If you or your fictitious passenger are sailing in 3rd class, the FirstClass value should be 0 and the SecondClass value should be 0.

In [45]:
# Sample passenger features
Jack = np.array([0.0,20.0,0.0,0.0])
Rose = np.array([1.0,17.0,1.0,0.0])
You = np.array([0.0,27.0,0.0,1.0])

# 14.Combine Jack, Rose, and You into a single NumPy array named sample_passengers.

# Hint
To combine the arrays for each passenger into a single NumPy array, use the following syntax:
    
"combined_arrays = np.array([ ___ , ___, ___ ])"

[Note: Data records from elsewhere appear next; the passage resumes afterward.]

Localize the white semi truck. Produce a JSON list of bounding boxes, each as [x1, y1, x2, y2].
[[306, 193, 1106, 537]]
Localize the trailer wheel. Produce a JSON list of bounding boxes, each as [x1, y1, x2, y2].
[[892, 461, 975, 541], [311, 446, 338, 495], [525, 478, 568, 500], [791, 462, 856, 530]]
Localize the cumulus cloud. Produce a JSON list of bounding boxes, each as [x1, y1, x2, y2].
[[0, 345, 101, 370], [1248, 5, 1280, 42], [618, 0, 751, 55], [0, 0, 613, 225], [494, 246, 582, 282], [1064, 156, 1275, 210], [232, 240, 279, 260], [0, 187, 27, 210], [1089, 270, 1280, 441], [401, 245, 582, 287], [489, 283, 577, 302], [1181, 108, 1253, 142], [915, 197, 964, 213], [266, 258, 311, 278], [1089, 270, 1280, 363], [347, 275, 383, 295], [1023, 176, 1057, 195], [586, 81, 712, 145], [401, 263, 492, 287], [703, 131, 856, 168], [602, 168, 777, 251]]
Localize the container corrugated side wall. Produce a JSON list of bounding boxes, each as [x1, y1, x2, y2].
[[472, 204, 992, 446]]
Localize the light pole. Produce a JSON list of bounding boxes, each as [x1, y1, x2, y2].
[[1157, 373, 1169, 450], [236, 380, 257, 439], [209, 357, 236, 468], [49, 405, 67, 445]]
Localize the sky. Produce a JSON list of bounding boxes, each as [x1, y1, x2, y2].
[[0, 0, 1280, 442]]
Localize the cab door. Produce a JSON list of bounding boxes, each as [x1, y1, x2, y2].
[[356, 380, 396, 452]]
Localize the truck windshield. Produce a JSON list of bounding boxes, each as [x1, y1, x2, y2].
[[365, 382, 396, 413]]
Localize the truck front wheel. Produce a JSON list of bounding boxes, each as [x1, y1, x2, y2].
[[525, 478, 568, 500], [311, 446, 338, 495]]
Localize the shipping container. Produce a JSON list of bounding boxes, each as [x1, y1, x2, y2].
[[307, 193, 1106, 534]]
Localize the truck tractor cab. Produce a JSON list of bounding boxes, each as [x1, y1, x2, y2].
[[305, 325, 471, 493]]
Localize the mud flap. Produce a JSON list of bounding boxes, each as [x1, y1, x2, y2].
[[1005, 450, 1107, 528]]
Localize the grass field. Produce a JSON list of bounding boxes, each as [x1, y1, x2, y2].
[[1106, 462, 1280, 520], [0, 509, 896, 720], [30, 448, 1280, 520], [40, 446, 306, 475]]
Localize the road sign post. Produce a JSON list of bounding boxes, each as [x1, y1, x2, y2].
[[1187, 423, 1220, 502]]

where the blanks are replaced with Jack, Rose, and You.

In [46]:
# Combine passenger arrays
sample_passengers=np.array([Jack,Rose,You])

# 15.Since our Logistic Regression model was trained on scaled feature data, 
# we must also scale the feature data we are making predictions on. 
# Using the StandardScaler object created earlier, apply its .transform() method to sample_passengers and save the result to sample_passengers.

Print sample_passengers to view the scaled features.

# Hint
To scale the features of our sample passengers according to the same scaling as the training data, use the following syntax:
    
"sample_passengers = scaler.transform(sample_passengers)"

In [47]:
# Scale the sample passenger features
sample_passengers = scaler.transform(sample_passengers)

# 16.Who will survive, and who will sink? Use your model’s .predict() method on sample_passengers and print the result to find out.

Want to see the probabilities that led to these predictions? Call your model’s .predict_proba() method on sample_passengers and print the result. 
The 1st column is the probability of a passenger perishing on the Titanic, 
and the 2nd column is the probability of a passenger surviving the sinking (which was calculated by our model to make the final classification decision).

In [48]:
predict_survial = regr.predict(sample_passengers)
predict_survial

array([0, 1, 0], dtype=int64)

In [49]:
predict_proba_survival = regr.predict_proba(sample_passengers)
predict_proba_survival

array([[0.87705441, 0.12294559],
       [0.04948035, 0.95051965],
       [0.74403448, 0.25596552]])

# From the model’s predictions, it appears Rose has a better fate than Jack.

Me is little better than jack but atlast I am also not sirvived.